Вскоре пришло известие о том, что прусская армия захватила Лонгви, а потом полетели уже ложные слухи, будто также захвачен и Верден. В этот момент и появился лозунг, которым немного позже начали оправдывать все зверства и самосуды, – «Отечество в опасности».

Беда пришла неожиданно. Однажды вечером заключенные, как обычно, беседовали в часовне, и вдруг появились тюремщики. Прозвучал приказ: «Женщины, на выход!», после чего раздался троекратный залп из пушек и барабанная дробь. Узники не успели даже почувствовать страх, а женщины тем временем уже покинули помещение. Два священника, быстрее других оценившие сложившуюся ситуацию, поднялись на кафедру и объявили пленникам, что им следует готовиться к смерти. Заключенные молчали, не в силах вымолвить ни слова: их шок был слишком велик. Почти сразу же после того, как священники произнесли слова последнего напутствия, в часовню вошли несколько тюремщиков в сопровождении простолюдинов, молча построили пленников у стены, отобрали 53 человека и увели с собой.

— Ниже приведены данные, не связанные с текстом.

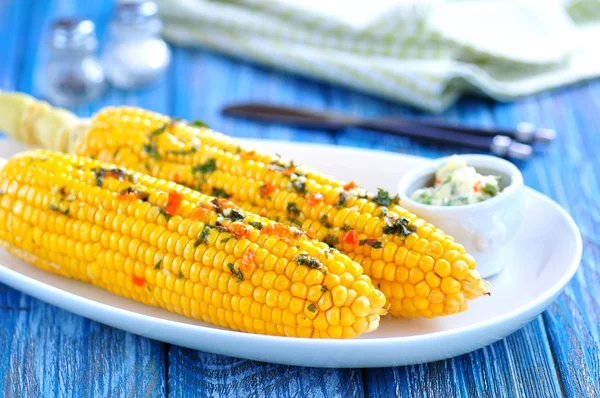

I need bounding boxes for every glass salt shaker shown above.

С этого момента люди начали исчезать с регулярным промежутком в 15 минут. Именно столько времени требовалось наскоро созданному судилищу, чтобы зачитать приговор осужденным. Оправдывали немногих; большинство были убиты немедленно после оглашения приговора у ворот часовни озверевшими фанатиками революции, которые добровольно взяли на себя обязанности палачей. Имя Жака Казотта выкрикнули около полуночи.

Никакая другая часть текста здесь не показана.